A unique tetrameric structure of deer plasma haptoglobin – an evolutionary advantage in the Hp 2‐2 phenotype with homogeneous structure

Similar to blood types, human plasma haptoglobin (Hp) is classified into three phenotypes: Hp 1‐1, 2‐1 and 2‐2. They are genetically inherited from two alleles Hp 1 and Hp 2 (represented in bold), but only the Hp 1‐1 phenotype is found in almost all animal species. The Hp 2‐2 protein consists of complicated large polymers cross‐linked by α2‐β subunits or (α2‐β) n (where n  ≥ 3, up to 12 or more), and is associated with the risk of the development of diabetic, cardiovascular and inflammatory diseases. In the present study, we found that deer plasma Hp mimics human Hp 2 , containing a tandem repeat over the α‐chain based on our cloned cDNA sequence. Interestingly, the isolated deer Hp is homogeneous and tetrameric, i.e. (α‐β) 4 , although the locations of −SH groups (responsible for the formation of polymers) are exactly identical to that of human.
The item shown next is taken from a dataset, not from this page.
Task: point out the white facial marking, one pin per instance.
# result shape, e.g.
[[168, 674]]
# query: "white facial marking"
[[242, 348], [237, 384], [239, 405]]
Denaturation of deer Hp using 6  m urea under reducing conditions (143 m m β‐mercaptoethanol), followed by renaturation, sustained the formation of (α‐β) 4 , suggesting that the Hp tetramers are not randomly assembled. Interestingly, an α‐chain monoclonal antibody (W1), known to recognize both human and deer α‐chains, only binds to intact human Hp polymers, but not to deer Hp tetramers. This implies that the epitope of the deer α‐chain is no longer exposed on the surface when Hp tetramers are formed. We propose that steric hindrance plays a major role in determining the polymeric formation in human and deer polymers. Phylogenetic and immunochemical analyses revealed that the Hp 2 allele of deer might have arisen at least 25 million years ago. A mechanism involved in forming Hp tetramers is proposed and discussed, and the possibility is raised that the evolved tetrameric structure of deer Hp might confer a physiological advantage.